Fossil fuel supplies are rapidly declining. About 60% of Earth’s ecosystem services are being degraded or used unsustainably. Fresh water availability is falling. Species are becoming extinct at a rate that has not been seen since the last global mass-extinction event. Carbon emissions are continuing to increase globally. How can we begin to effectively address these issues? This course will provide an introduction to the field of natural resource management and the concept of sustainable development. Natural resources include both renewable resources (such as water, forests, wildlife) and non-renewable resources (such as fossil fuels). This course adopts a systems framework that will allow us to explore the connections among different elements in the context of global environmental change, human needs and impacts, and the need to reframe and revitalize our current approaches to resource management. We will explore local and global resource and environmental issues such as forest governance, the management of national parks and protected areas, and our ability to ensure sustainable energy supplies. Throughout the Block, we will investigate practical solutions to address, or begin to address, these issues.
Upon completing this course students will be able to:
Understand the importance of various natural resources to human existence, in both a historical and contemporary context
Identify the challenges and opportunities in sustainable resource management
Identify and analyse the key issues in sustainable resource use in different geographical, cultural, and developmental contexts
Analyse a natural resource management issue from a local and global perspective
Understand the concepts, principles and practices discussed in class
Display a capacity to communicate effectively, both orally and in the written form, about energy and resource management issues
Once available, timetables will be published here.
Mode of instruction
This course will proceed primarily as a seminar.

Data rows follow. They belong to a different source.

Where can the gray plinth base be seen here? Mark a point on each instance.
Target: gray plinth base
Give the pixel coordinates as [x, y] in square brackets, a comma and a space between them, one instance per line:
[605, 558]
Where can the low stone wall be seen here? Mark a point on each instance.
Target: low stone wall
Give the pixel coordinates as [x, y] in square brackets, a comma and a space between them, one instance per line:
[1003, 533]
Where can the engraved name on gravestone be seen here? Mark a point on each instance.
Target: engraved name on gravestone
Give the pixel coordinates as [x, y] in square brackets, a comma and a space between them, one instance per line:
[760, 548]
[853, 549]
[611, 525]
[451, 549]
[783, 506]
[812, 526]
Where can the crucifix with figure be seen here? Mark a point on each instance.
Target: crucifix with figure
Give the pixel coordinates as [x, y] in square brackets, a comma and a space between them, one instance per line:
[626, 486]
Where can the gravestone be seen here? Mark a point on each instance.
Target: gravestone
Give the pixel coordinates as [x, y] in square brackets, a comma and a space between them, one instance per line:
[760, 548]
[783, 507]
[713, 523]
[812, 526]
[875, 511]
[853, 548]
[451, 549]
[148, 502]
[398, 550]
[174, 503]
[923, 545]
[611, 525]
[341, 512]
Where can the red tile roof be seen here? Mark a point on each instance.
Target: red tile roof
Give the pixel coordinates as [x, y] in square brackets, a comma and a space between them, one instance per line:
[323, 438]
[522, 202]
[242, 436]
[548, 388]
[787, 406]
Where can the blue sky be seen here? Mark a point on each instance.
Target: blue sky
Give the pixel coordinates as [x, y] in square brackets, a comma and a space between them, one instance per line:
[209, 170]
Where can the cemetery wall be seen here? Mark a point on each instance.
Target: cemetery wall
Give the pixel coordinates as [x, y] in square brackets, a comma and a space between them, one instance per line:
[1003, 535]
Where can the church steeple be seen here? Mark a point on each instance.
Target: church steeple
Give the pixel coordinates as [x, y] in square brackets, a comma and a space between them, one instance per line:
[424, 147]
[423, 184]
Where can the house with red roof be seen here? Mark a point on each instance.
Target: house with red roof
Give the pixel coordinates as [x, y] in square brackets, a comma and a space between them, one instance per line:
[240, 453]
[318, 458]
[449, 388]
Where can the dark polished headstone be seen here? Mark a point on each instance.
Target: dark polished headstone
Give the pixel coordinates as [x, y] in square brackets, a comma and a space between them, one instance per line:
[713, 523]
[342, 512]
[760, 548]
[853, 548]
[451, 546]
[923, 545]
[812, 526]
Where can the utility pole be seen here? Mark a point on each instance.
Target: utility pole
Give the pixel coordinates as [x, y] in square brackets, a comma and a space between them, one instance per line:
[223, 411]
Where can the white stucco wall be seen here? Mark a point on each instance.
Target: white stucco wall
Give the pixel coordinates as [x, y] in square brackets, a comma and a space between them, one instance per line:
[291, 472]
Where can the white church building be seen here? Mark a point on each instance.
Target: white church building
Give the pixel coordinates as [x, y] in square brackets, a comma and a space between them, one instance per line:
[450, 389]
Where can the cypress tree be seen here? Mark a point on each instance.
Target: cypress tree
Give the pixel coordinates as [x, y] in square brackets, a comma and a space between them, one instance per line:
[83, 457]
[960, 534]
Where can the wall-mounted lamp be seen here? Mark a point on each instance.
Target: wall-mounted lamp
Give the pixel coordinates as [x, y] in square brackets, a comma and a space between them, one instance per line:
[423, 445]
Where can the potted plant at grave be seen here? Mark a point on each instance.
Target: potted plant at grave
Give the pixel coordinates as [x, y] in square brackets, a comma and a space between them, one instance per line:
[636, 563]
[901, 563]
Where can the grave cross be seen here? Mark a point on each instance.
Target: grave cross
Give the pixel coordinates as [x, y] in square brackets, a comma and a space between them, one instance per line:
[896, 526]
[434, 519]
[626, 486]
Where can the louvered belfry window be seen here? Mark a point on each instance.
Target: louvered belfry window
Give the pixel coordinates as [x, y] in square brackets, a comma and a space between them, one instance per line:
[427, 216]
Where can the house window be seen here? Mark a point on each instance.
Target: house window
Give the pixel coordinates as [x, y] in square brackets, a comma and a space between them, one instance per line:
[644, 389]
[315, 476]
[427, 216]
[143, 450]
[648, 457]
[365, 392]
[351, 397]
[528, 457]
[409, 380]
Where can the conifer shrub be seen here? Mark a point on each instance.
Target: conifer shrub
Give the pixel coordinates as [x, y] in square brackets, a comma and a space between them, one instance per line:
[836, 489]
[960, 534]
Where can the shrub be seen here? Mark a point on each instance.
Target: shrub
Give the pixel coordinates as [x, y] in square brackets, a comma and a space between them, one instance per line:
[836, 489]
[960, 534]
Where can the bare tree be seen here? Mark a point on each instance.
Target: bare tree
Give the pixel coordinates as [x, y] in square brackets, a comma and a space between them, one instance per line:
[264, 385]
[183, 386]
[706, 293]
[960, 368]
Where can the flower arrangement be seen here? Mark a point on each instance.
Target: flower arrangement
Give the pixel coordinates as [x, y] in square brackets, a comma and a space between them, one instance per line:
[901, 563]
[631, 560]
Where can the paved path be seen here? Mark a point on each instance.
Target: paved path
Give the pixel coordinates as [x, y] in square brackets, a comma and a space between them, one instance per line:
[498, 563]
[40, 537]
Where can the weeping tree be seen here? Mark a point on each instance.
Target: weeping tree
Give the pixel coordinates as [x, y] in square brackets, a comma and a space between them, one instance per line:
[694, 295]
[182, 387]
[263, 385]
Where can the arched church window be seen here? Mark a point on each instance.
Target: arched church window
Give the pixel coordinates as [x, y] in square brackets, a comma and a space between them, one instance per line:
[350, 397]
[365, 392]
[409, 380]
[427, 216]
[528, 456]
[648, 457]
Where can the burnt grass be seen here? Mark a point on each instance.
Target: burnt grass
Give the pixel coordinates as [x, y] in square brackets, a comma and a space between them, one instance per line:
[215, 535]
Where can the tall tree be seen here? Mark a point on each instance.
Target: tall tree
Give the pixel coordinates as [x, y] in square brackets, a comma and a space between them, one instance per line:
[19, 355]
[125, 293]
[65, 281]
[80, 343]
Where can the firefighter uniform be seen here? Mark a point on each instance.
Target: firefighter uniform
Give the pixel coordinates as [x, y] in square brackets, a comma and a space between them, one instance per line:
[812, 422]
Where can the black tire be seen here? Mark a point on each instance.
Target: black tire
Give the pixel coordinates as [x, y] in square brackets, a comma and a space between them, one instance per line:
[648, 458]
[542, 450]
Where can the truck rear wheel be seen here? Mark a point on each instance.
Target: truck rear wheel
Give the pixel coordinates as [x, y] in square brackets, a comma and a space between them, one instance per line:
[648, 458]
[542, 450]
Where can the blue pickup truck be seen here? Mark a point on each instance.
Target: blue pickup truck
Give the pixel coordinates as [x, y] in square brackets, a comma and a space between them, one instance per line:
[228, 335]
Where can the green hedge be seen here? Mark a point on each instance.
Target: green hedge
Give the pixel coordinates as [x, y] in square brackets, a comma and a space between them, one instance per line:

Each class will include opening remarks/introductory lecture followed by a discussion of assigned readings, class activities, and student presentations. It is expected that students will engage actively in class discussions and debates.
Discussion leader: 25%
Oral presentation: 20%
Planning and development hearing: 30%
Final research paper: 25%
There will be a Blackboard site available for this course. Students will be enrolled at least one week before the start of classes.